C'è l'odore degli amori morti e una città «dove è impossibile essere felici». E una ragazza, «bella e indimenticabile» (come chi la interpreta, Celeste Dalla Porta, esordiente, nipote del fotografo-mito Ugo Mulas, un'assoluta scoperta), che vorrebbe avere sempre la risposta pronta e, come la sua Napoli, non si vergogna di niente. E poi sì, c'è lei, come sempre: la vita. Che è enorme, sconfinata, grande e profonda più del mare; è ovunque, la vita, sai? Ti ci perdi dappertutto.

E' un film sulla bellezza, sul desiderio, «Parthenope»: e sul dolore. E sul tempo, ovviamente. Su tutto quello che resta, su quello che hai perso, su quello che avrebbe potuto essere, ma anche su quello che è stato, che hai visto, che hai (o ti ha) toccato. E anche se comincia nel 1950 e finisce nel 2023, è più di tutto un film sulla giovinezza, quella che forse non hai vissuto ma avresti voluto vivere: non solo età, ma concetto, illusione di eternità, idea, utopica promessa.

Atteso come il film caso dell'autunno, già lungamente applaudito sin dalla prima mondiale a Cannes, va oltre il ritratto (e il mistero) di una giovane donna libera, capace di sopravvivere anche alla sua stessa (grande) bellezza, che potrebbe fare qualunque cosa ma sceglie di essere «semplicemente» se stessa, per fare degli amori (quel «triangolo» iniziale che ricorda un po' i dreamers bertulucciani) e degli incontri della sua protagonista un languido affresco antinarrativo di pura, invincibile, seduzione, dove i ralenti dolci come una carezza, i primi piani-mondo, i movimenti di macchina lenti e calibratissimi, finiscono per creare un incantamento struggente in cui il piacere degli occhi si scioglie nelle note incessanti del «Bolero» di Ravel.

L'armatore Achille Lauro, il colera, la camorra, la protesta studentesca, San Gennaro, Sophia Loren (o meglio una sorta di sua caricatura), il Napoli di Spalletti: in una cavalcata dove la Storia, evocata, resta però sempre sullo sfondo, «Parthenope» si veste (sin dal principio quando di una vecchia carrozza si fa un letto per la prossima nascitura) da racconto magico, inseguendo, tra gli orrori e la meraviglia di una città da cui, prima o dopo, bisogna fuggire, la bellezza spaccacuore di sequenze colme di fascino e di poesia.

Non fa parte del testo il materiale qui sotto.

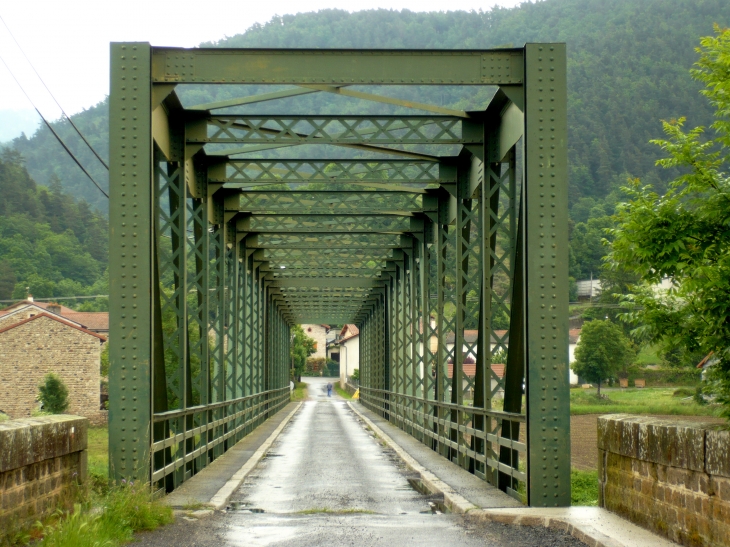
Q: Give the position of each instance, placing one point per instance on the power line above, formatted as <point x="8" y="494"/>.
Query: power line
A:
<point x="53" y="97"/>
<point x="48" y="125"/>
<point x="53" y="299"/>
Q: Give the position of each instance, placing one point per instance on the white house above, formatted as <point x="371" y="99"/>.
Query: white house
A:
<point x="319" y="334"/>
<point x="349" y="352"/>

Poi qualcuno dirà che il regista di «E' stata la mano di Dio» (di cui questo film è una sorta di immaginario controcampo femminile) si piace troppo e sicuramente non tutto è sempre e ovunque intonato: ma lo straripante talento visionario di Sorrentino, il ritmo del racconto dettato dal montaggio «sentimentale» del reggiano Cristiano Travaglioli (uno dei fedelissimi dell'autore napoletano), l'alchimia tra gli interpreti (oltre a Silvio Orlando, Stefania Sandrelli, Gary Oldman, Luisa Ranieri, Isabella Ferrari, Peppe Lanzetta, Daniele Rienzo e molti altri anche un bravissimo Dario Aita, caro al Teatro Due) esaltano un film che conosce il profondo segreto del piacere degli occhi.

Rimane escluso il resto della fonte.